In many religions, anger is frequently attributed to God or gods. Primitive people held that gods were subject to anger and revenge in anthropomorphic fashion.


Hebrew bible

The Hebrew Bible says that opposition to God's Will results in God's anger. The Hebrew Bible explains that:

God is not an intellectual abstraction, nor is He conceived as a being indifferent to the doings of man; and His pure and lofty nature resents most energetically anything wrong and impure in the moral world: "O Lord, my God, mine Holy One... Thou art of eyes too pure to behold evil, and canst not look on iniquity."


Christians also subscribe to the God's holiness and his anger in the sight of evil. This anger, they hold is not inconsistent with God's love. They also believe that the wrath of God comes to those who reject Jesus.

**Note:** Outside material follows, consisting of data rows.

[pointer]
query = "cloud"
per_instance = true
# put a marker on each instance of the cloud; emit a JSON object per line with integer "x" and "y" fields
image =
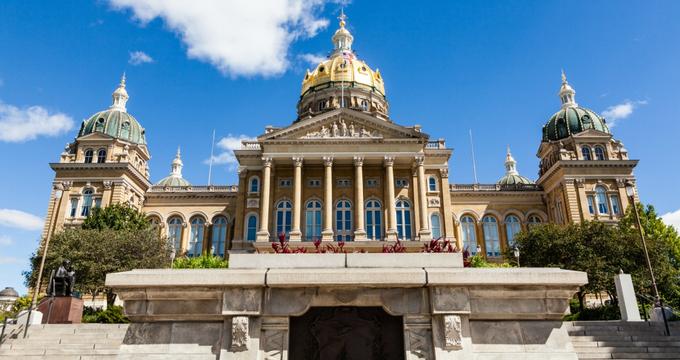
{"x": 17, "y": 124}
{"x": 672, "y": 218}
{"x": 238, "y": 37}
{"x": 19, "y": 219}
{"x": 139, "y": 58}
{"x": 621, "y": 111}
{"x": 228, "y": 144}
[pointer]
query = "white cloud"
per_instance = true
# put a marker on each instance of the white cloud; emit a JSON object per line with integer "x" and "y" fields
{"x": 238, "y": 37}
{"x": 19, "y": 219}
{"x": 139, "y": 58}
{"x": 672, "y": 218}
{"x": 227, "y": 145}
{"x": 17, "y": 124}
{"x": 621, "y": 111}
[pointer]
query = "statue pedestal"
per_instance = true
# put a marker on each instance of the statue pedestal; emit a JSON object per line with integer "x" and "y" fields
{"x": 65, "y": 310}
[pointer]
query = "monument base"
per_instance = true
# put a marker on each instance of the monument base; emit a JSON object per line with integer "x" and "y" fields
{"x": 65, "y": 310}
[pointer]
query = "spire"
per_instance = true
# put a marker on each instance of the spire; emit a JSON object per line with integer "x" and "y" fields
{"x": 120, "y": 96}
{"x": 567, "y": 93}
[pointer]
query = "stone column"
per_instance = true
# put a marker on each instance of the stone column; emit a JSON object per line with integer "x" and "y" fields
{"x": 424, "y": 231}
{"x": 327, "y": 233}
{"x": 391, "y": 233}
{"x": 359, "y": 232}
{"x": 263, "y": 234}
{"x": 296, "y": 234}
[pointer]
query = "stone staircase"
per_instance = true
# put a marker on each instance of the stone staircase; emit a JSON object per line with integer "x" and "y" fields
{"x": 624, "y": 340}
{"x": 74, "y": 342}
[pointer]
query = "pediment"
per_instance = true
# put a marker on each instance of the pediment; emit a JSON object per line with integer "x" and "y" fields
{"x": 343, "y": 124}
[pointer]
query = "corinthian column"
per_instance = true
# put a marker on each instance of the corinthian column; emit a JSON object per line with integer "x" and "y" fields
{"x": 263, "y": 234}
{"x": 327, "y": 233}
{"x": 391, "y": 233}
{"x": 424, "y": 231}
{"x": 296, "y": 234}
{"x": 360, "y": 232}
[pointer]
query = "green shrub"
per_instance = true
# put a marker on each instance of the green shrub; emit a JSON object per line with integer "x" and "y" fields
{"x": 200, "y": 262}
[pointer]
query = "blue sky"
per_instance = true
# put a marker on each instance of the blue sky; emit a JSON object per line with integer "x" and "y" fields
{"x": 236, "y": 66}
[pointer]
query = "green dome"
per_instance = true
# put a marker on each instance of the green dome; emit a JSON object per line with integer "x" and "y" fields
{"x": 115, "y": 123}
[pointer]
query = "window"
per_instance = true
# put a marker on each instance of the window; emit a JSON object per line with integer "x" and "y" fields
{"x": 432, "y": 184}
{"x": 251, "y": 227}
{"x": 490, "y": 226}
{"x": 469, "y": 234}
{"x": 283, "y": 218}
{"x": 313, "y": 220}
{"x": 616, "y": 207}
{"x": 219, "y": 235}
{"x": 586, "y": 153}
{"x": 196, "y": 238}
{"x": 88, "y": 156}
{"x": 343, "y": 221}
{"x": 175, "y": 233}
{"x": 373, "y": 220}
{"x": 87, "y": 202}
{"x": 254, "y": 186}
{"x": 601, "y": 197}
{"x": 436, "y": 225}
{"x": 512, "y": 227}
{"x": 403, "y": 220}
{"x": 101, "y": 156}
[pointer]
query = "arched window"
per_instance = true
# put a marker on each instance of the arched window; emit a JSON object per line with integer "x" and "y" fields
{"x": 101, "y": 156}
{"x": 432, "y": 183}
{"x": 313, "y": 220}
{"x": 469, "y": 234}
{"x": 219, "y": 235}
{"x": 436, "y": 226}
{"x": 283, "y": 217}
{"x": 586, "y": 153}
{"x": 196, "y": 238}
{"x": 601, "y": 197}
{"x": 87, "y": 202}
{"x": 404, "y": 220}
{"x": 373, "y": 220}
{"x": 251, "y": 227}
{"x": 175, "y": 233}
{"x": 512, "y": 227}
{"x": 343, "y": 221}
{"x": 89, "y": 153}
{"x": 490, "y": 226}
{"x": 254, "y": 186}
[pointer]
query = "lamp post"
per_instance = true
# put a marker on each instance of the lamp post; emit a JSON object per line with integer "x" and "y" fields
{"x": 58, "y": 192}
{"x": 630, "y": 191}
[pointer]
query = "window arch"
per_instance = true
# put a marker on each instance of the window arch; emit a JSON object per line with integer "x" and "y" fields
{"x": 313, "y": 220}
{"x": 436, "y": 226}
{"x": 101, "y": 156}
{"x": 283, "y": 217}
{"x": 251, "y": 227}
{"x": 469, "y": 233}
{"x": 586, "y": 153}
{"x": 512, "y": 227}
{"x": 403, "y": 208}
{"x": 219, "y": 235}
{"x": 343, "y": 221}
{"x": 196, "y": 238}
{"x": 89, "y": 153}
{"x": 175, "y": 233}
{"x": 373, "y": 220}
{"x": 601, "y": 197}
{"x": 491, "y": 241}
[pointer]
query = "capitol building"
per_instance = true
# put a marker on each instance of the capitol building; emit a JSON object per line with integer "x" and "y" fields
{"x": 344, "y": 170}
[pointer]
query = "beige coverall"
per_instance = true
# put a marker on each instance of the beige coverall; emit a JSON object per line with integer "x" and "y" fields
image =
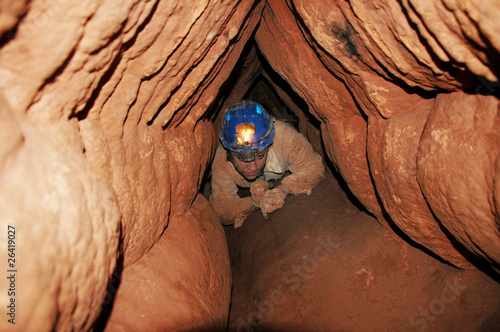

In Islam, God's mercy outweighs his wrath or takes precedence of it. The characteristics of those upon whom God's wrath will fall is as follows: Those who reject God; deny his signs; doubt the resurrection and the reality of the day of judgment; call Muhammad a sorcerer, a madman or a poet; do mischief, are impudent, do not look after the poor (notably the orphans); live in luxury or heap up fortunes; persecute the believers or prevent them from praying;...

Later views

The 1755 Lisbon earthquake was ascribed to the anger of God and the publication of Fanny Hill supposedly caused two earthquakes.

See also

Unless indicated otherwise, the text in this article is either based on Wikipedia article "Anger of God" or another language Wikipedia page thereof used under the terms of the GNU Free Documentation License; or on research by Jahsonic and friends. See Art and Popular Culture's copyright notice.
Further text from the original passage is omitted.